Pattra Boonserm, deputy secretary-general of FDA announced that around 230 celebrities and actors have been charged by the Food and Drug Administration (FDA) over the past 6 years for exaggerating the quality of their dietary supplements and cosmetic products.
“About 60% of complaints lodged with the FDA every year are related to false advertisements, exaggerating the qualities of food and drugs, medical devices and herbal products,” Ms Boonserm told a press briefing on Sunday.
She said 60% of the complaints involved 230 actors, singers and YouTubers who endorsed the products. These celebrity endorsers and net influencers were mostly charged with exaggerating the effects of the products and running advertisements without permission from the FDA.
The FDA and the National Broadcasting Telecommunication Commission (NBTC) said they took action over more than 1,300 false advertisements on social media and online.
The Food and Drug Act 1979 penalised those who exaggerated the quality of food and drugs with a term of up to three years in jail and/or a fine of up to 30,000 baht. For running advertisements without obtaining the FDA’s permit, the wrong-doers are liable for a 5,000 baht fine.
She urged business operators to ask for permission to run ads. She said the FDA had opened online requests with a wait of just 8 days.
“All advertisements in whatever form must be permitted by the FDA,” she said.
In a related development on Sunday, Yingyong Yodbuangam, a famous folk singer also known as Prayong Buangam, posted on his social media site that he has yet to receive a police summons.
Mr Yodbuangamis the latest celebrity to be charged by FDA for exaggerating the benefits of his caterpillar fungus or “Tang Chao” food supplement which was touted as a cure-all medicine which could boost virility in men and even suppress cancer cells.

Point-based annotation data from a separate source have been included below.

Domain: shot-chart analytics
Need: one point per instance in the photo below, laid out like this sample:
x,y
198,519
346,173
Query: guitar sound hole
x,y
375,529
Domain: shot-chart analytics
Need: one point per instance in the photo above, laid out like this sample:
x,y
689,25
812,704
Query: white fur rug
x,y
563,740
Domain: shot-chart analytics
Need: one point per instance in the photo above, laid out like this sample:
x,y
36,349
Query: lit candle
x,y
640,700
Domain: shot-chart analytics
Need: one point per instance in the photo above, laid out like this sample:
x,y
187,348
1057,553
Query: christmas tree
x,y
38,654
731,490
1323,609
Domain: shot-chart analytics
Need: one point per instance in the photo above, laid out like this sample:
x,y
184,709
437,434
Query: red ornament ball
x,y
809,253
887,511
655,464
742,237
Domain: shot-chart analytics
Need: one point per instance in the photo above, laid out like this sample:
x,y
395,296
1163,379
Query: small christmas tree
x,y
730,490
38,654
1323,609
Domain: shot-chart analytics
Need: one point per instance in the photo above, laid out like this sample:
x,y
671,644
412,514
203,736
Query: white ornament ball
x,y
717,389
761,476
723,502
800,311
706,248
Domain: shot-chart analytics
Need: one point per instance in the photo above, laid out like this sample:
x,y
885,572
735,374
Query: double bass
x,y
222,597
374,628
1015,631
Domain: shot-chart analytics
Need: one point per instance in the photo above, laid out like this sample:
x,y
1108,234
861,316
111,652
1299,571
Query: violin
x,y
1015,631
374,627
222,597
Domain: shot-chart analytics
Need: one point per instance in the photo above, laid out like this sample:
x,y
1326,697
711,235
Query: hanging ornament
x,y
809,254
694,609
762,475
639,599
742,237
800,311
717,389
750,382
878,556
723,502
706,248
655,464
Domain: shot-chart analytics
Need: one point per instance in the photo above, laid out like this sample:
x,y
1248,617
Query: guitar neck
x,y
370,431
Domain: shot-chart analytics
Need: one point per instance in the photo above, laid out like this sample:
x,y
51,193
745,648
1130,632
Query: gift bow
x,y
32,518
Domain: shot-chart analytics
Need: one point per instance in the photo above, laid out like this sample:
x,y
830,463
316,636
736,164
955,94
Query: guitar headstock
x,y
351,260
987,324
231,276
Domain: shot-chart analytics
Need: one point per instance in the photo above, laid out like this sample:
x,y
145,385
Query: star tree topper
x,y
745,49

Mr Yodbuangam said the responsible company had removed the advertising content since Dec 25 after receiving a warning from the FDA.
Last week, popular MC Patcharasri “Kalamae” Benjamas was charged with exaggerating the quality of her food supplement product, “Botera”.
She said “Botera” has firmed up her skin, and removed bags under her eyes. She also claimed she didn’t need to resort to cosmetic surgery because the product changed her facial features to look more chiselled.